Sir Ian Wood, one of Britain's most prominent oil and gas figures, has slammed the Scottish National Party and its leader Alex Salmond for repeatedly misquoting him on reserve estimates and therefore skewing the argument for independence.
Wood, who says the SNP's oil reserve claims are around 45% to 60% too high, said while he is not political, he felt he has to speak out, as the Yes campaign and Salmond had consistently misquoted figures from his independent review that was released earlier this year.
"I was drawn into this [discussion] because they were misquoting figures from my own review," said Wood in the Daily Mail.
"I am thoroughly Scottish, but also thoroughly British. This referendum vote is forever, there is no going back. This vote is not for this generation – I'm 72 for goodness sake.
"It is for my children, for my grandchildren. I want them to live in a Scotland where youngsters have a chance of a good job and of being prosperous.

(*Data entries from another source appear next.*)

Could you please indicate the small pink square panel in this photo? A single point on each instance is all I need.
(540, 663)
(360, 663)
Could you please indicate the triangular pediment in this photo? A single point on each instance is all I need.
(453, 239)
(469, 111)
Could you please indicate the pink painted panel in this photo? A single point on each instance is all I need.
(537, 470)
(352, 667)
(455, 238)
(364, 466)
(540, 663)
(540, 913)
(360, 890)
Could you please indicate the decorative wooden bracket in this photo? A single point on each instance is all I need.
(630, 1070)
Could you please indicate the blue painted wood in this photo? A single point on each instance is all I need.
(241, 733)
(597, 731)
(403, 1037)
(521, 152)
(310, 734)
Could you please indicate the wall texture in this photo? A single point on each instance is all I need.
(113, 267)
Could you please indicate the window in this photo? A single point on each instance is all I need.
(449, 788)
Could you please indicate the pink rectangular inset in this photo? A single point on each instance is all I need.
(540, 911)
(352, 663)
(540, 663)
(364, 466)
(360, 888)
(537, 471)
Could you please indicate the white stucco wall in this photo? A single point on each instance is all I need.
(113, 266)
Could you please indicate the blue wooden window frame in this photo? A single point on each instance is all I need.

The best chance they have of that is as part of a strong United Kingdom and get the best of both worlds."
Scottish people will vote in an independence referendum on 18 September, 2014, and will be asked the straight "yes/no" question: "Should Scotland be an independent country?"
The Scottish government claims there are 24 billion barrels of oil left in the North Sea while Wood stipulates that there are in fact only 15 billion to 16.5 billion barrels of recoverable oil left.
In keeping with the pro-independence campaign's oil production claims, N-56, which was founded by a member of the advisory board for Yes Scotland Dan Macdonald, North Sea revenues are pegged to be as high as £365bn (€456bn, $605bn) by 2041, if a series of recommendations were implemented.
However, the UK Office for Budget Responsibility (OBR) forecast is at £61.6bn between 2013/14 and 2040/41.
"Young voters must be aware that by the time they're in their 40s Scotland will have little offshore oil and gas production and this will severely hit our economy, jobs and public services," said Wood.
"The N-56 report is an insult to the Scottish people. That gets my back up, it's just pie in the sky. How can people make a critical decision on the basis of this kind of nonsense?' he says. 'It is a blatant attempt to manipulate voting sentiment."
Wood added that Salmond's claims that oil revenue would cover free prescriptions, university tuition and other issues, is wrong and that Scots should be wary of his claims.
"If you produce 200,000 barrels a day for the next 15 years, you will not have enough income. So how does the Scottish government then propose to fill this gap?" he added.